It was a heavy mahogany mantelpiece clock. Below the profile of the Byzantine-style lion with legs outstretched, a fine arabesque pattern had been carved, and from the
shadows between the flowers and leaves, five smiling cherubim with wings sprouting from between their shoulder blades, were peacefully peeping outward. The arabesque coiled and arced in complicated curves and completely enclosed the clock face. The base was made up of three layered rectangular blocks and supported the solemn clock without the least concern.
The snow white face was bordered in gold and was fixed in the center of the clock, which, despite its gravity, was elegance itself, exactly as Proserpina had been embraced by Pluto. The steel hands were reminiscent of damask daggers, but falsely, they did not move. Yet looking at the big hand just about to point to twelve o’clock a little later than the little hand, the clear tones of twelve even now appear to be striking sharply from the golden chimes within the clock’s interior.
An imposing, almost melancholy silence prevailed in the study—the din of peddlers and rickshaws could not penetrate—but the drops of melting snow fell from the eaves, and now and then the sound of snow striking the puddle below filtered through the glass windowpane.

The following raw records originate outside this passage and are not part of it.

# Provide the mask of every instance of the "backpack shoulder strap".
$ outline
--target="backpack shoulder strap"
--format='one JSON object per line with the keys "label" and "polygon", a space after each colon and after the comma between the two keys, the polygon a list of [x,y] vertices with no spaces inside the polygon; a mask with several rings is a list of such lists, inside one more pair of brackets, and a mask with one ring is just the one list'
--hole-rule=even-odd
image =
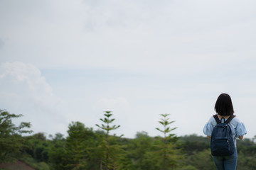
{"label": "backpack shoulder strap", "polygon": [[218,115],[214,115],[213,118],[215,118],[215,120],[216,120],[217,124],[221,123],[220,120],[218,119]]}
{"label": "backpack shoulder strap", "polygon": [[230,121],[231,121],[231,120],[233,118],[235,118],[235,115],[231,115],[228,119],[227,119],[227,120],[225,122],[225,123],[229,123]]}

Reclining composedly in his reading chair drawn up next to the window, while playing with a fountain pen with his right hand, Professor R was engrossed in perusing a rebuttal of his work made by a young scholar, C. R had his protégé, Associate Professor B, draft an article on the history of statecraft under R’s name, which was the subject of the rebuttal. Over the rim of R’s spectacles prescribed for his farsightedness, which grew worse every year, Dr. C’s exceedingly systematic argument hammered away at the weak points, made a rigorous assault on Professor R’s intelligence, and seemed to demand assent. Dr. C hurled observations like sharp knives at B’s argument which, despite B’s clarity of mind, did not fully comprehend R’s theories in certain areas. Yet the assault did not end there. Various points made R think it would have been better if it had. He frequently encountered passages that pierced without error to the heart of his argument and proceeded to dig holes all through it. Dr. C was one of those young scholars who had recently returned from studying abroad. When he was at university, he zealously attended Professor R’s lectures. Despite being a frail, slender, feminine youth, his appearance left one and all with an impression of honesty, sincerity, and vitality. Privately, Professor R paid a good deal of attention to this young man. Consequently, while Dr. C was abroad, Professor R wrote him numerous letters in an attempt to employ him at a university where he had connections. But Dr. C sent back noncommittal replies, and as soon as he had returned to Japan, he established a political society that gathered together a small number of devoted scholars to begin an intensive research on political theories and issues. Society in general appeared not even to notice the existence of this small band, but among men of learning it began to exercise an influence of some significance.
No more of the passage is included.